I am spending an enormous amount of time going through scrapbooks, photo albums, slide boxes, certificates, and much more. I’ve been away from this blog for a couple of months, focusing all my extra time on these boxes and boxes of family records.
How does one decide what to keep (and what to toss)? I have pictures from all sides — left to me from the Pascale, Massey, Corbo, and Slover families. Many photos appear to date back into the late 1800s and many are in postcard form. Countless pictures have no explanation of who the people are or what they are doing. I started out the process with 15 boxes all jam-packed with photos, certificates, under membership cards, slides of family vacations, citizenship papers, mortgage records and so much more.
About 175 spiral notebooks, journals, written by three different people, are filled with memories and observations, but most of what I’ve read is not especially interesting to anyone but me. Yes, I am learning family details here and there, and especially more about what life was like for young second-generation adults, the children of immigrants, but most writings relate to my family, not information or thoughts that others would be particularly interested in reading.

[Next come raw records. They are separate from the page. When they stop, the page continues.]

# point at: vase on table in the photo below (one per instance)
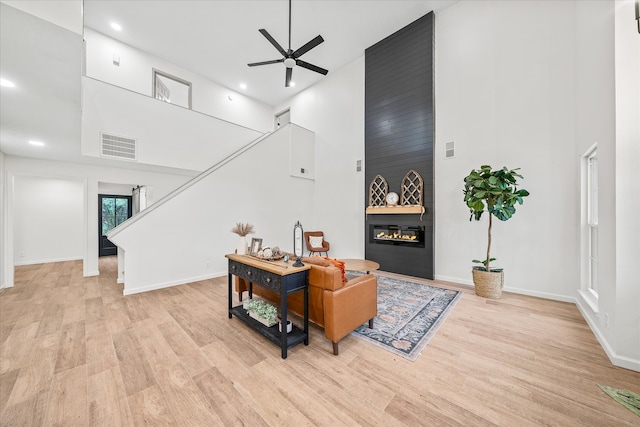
(242, 246)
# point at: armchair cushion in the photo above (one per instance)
(338, 264)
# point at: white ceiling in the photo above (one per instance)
(215, 39)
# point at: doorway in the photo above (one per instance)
(112, 211)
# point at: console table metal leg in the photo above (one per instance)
(306, 315)
(230, 295)
(283, 319)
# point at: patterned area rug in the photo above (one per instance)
(409, 314)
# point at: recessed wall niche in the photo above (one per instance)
(399, 135)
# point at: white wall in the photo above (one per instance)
(627, 64)
(5, 265)
(90, 176)
(185, 236)
(64, 13)
(49, 227)
(166, 135)
(334, 110)
(135, 73)
(505, 95)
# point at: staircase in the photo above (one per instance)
(183, 237)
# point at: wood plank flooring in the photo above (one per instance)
(75, 352)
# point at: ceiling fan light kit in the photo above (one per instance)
(290, 58)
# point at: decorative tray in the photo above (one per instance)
(269, 254)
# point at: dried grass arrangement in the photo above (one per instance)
(242, 229)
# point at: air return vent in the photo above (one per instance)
(118, 147)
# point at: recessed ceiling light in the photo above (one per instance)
(6, 83)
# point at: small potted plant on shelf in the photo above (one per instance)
(262, 311)
(497, 192)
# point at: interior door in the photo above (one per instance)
(112, 211)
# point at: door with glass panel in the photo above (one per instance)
(112, 211)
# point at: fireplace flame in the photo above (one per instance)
(396, 236)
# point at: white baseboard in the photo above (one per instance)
(156, 286)
(46, 261)
(455, 280)
(621, 361)
(545, 295)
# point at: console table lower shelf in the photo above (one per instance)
(296, 336)
(278, 277)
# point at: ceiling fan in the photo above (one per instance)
(290, 58)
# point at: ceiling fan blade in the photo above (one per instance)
(287, 80)
(307, 47)
(273, 41)
(311, 67)
(275, 61)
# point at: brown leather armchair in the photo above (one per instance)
(325, 245)
(338, 307)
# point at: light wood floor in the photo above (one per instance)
(75, 352)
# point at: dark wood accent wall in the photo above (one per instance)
(399, 134)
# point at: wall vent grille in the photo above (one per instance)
(449, 150)
(118, 147)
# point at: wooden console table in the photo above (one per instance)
(281, 278)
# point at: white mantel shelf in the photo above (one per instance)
(386, 210)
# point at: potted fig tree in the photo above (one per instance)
(495, 191)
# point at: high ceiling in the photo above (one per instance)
(217, 39)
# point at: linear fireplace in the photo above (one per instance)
(402, 235)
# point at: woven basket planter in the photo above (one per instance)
(488, 284)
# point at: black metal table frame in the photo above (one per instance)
(280, 284)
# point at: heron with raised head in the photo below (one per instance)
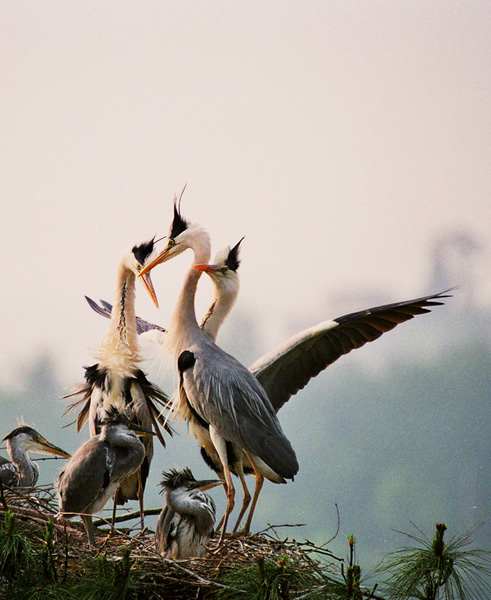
(117, 381)
(287, 368)
(99, 467)
(20, 470)
(214, 388)
(186, 522)
(226, 285)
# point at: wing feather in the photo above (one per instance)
(288, 368)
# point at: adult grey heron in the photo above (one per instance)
(20, 470)
(186, 522)
(289, 367)
(213, 386)
(99, 467)
(117, 381)
(224, 274)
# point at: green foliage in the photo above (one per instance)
(437, 570)
(270, 580)
(109, 581)
(16, 554)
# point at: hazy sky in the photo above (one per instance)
(341, 138)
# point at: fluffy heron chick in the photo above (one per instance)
(186, 522)
(98, 467)
(21, 471)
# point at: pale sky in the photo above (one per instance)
(341, 138)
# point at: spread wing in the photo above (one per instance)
(288, 368)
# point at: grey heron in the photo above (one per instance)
(225, 277)
(290, 366)
(21, 471)
(186, 522)
(99, 467)
(214, 388)
(116, 380)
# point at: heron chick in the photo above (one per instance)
(98, 467)
(186, 522)
(21, 471)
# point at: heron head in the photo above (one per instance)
(185, 481)
(140, 256)
(30, 440)
(223, 271)
(182, 235)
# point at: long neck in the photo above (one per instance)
(184, 327)
(119, 350)
(218, 311)
(28, 470)
(195, 505)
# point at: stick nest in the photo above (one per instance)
(153, 576)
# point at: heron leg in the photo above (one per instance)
(247, 496)
(221, 448)
(259, 484)
(89, 528)
(140, 498)
(113, 518)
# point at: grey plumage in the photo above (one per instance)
(116, 380)
(186, 522)
(214, 385)
(99, 466)
(21, 471)
(290, 366)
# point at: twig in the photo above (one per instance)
(4, 502)
(176, 564)
(129, 516)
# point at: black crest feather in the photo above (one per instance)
(18, 431)
(179, 224)
(233, 261)
(143, 251)
(174, 479)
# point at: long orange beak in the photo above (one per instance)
(206, 268)
(162, 257)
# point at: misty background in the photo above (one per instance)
(350, 143)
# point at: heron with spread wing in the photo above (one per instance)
(289, 367)
(214, 388)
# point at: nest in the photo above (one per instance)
(151, 575)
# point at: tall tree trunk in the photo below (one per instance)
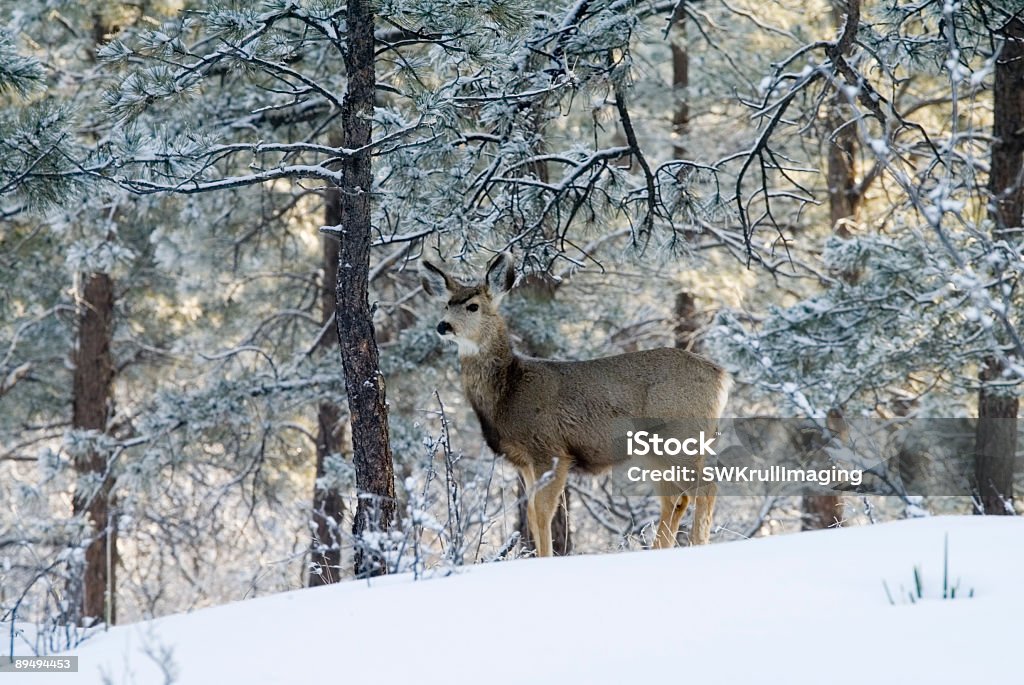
(93, 395)
(995, 436)
(822, 511)
(680, 82)
(359, 356)
(329, 508)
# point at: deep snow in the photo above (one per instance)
(791, 609)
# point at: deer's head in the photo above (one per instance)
(470, 317)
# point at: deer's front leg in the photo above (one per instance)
(544, 496)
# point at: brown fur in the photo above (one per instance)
(548, 417)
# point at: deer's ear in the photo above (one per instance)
(501, 274)
(434, 281)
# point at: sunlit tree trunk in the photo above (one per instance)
(359, 356)
(995, 438)
(329, 507)
(822, 511)
(92, 398)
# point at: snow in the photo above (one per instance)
(801, 608)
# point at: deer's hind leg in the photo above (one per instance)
(704, 512)
(544, 494)
(673, 508)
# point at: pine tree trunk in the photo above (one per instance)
(329, 508)
(995, 436)
(93, 395)
(359, 356)
(822, 511)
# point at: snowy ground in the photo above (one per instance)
(793, 609)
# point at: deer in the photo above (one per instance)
(549, 417)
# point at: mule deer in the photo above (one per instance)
(549, 417)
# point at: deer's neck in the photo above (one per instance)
(488, 372)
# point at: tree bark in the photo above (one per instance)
(91, 401)
(329, 508)
(680, 82)
(995, 436)
(822, 511)
(359, 356)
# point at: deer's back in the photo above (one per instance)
(558, 408)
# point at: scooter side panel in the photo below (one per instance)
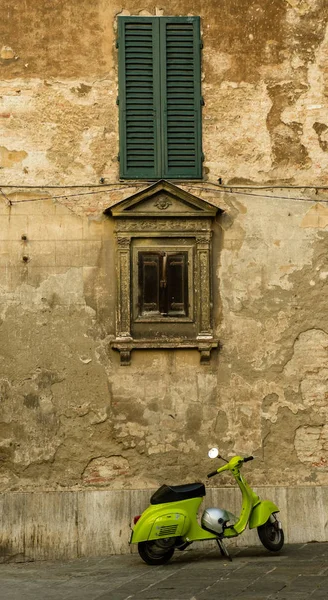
(261, 513)
(156, 519)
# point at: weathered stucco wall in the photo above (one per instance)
(70, 416)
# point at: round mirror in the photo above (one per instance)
(213, 453)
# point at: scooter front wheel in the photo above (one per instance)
(157, 552)
(271, 535)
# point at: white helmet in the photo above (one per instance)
(215, 519)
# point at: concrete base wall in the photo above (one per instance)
(64, 525)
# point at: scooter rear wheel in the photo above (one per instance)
(271, 536)
(157, 552)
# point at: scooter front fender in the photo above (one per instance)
(164, 520)
(261, 512)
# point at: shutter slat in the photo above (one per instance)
(159, 102)
(138, 75)
(182, 132)
(177, 284)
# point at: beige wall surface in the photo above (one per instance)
(72, 418)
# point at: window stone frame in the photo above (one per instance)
(164, 212)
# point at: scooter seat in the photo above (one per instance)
(174, 493)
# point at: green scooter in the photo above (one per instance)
(170, 522)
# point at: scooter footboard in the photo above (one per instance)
(261, 513)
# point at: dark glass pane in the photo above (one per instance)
(149, 282)
(177, 284)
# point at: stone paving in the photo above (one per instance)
(298, 572)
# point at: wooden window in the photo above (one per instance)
(163, 284)
(159, 97)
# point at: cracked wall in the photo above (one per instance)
(70, 416)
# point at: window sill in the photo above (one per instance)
(203, 345)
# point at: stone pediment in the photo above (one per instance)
(163, 199)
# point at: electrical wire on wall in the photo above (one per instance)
(247, 190)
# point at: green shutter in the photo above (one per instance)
(159, 97)
(139, 97)
(181, 97)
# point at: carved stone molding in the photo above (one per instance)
(163, 219)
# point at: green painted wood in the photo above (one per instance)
(160, 97)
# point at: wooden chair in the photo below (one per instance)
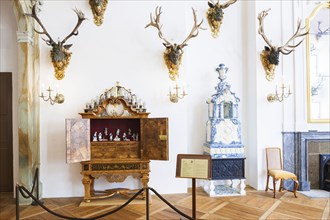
(275, 170)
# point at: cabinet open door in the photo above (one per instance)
(154, 138)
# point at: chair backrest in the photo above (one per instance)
(273, 158)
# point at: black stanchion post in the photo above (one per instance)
(194, 198)
(147, 203)
(17, 202)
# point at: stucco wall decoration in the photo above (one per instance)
(215, 14)
(98, 8)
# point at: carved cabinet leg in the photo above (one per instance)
(144, 180)
(87, 185)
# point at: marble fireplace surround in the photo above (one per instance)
(295, 155)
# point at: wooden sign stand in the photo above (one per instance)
(193, 166)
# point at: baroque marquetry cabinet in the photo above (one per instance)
(115, 139)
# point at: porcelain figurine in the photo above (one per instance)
(95, 136)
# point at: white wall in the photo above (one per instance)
(8, 63)
(122, 50)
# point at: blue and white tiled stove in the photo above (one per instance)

The question I keep asking myself, as does every adult child working on this task, is what to keep and what to throw it away? It’s a painful sorting process. My one realization, though, it that I must look at each item to be certain what it is and try to evaluate its importance — no tossing handfuls of things into the trash.
The labeled photos and the citizenship papers are significant, I know — no question of keeping them. But other materials? Do I throw away all of the unlabeled photos? Should I keep the union membership cards, or the contract and mortgage information from the 1929 Sears Robuck house? And what about the journals, the diplomas, the elementary school report cards, and all the other items from long lives, well-lived?
Every time I sit down and start sorting I think about, way too late, how I wish I had looked over these things with grandparents and parents. Now there is no one left to give me more information and context.
How I wonder, do other adult children work on these projects and achieve a satisfactory result? Is that even possible?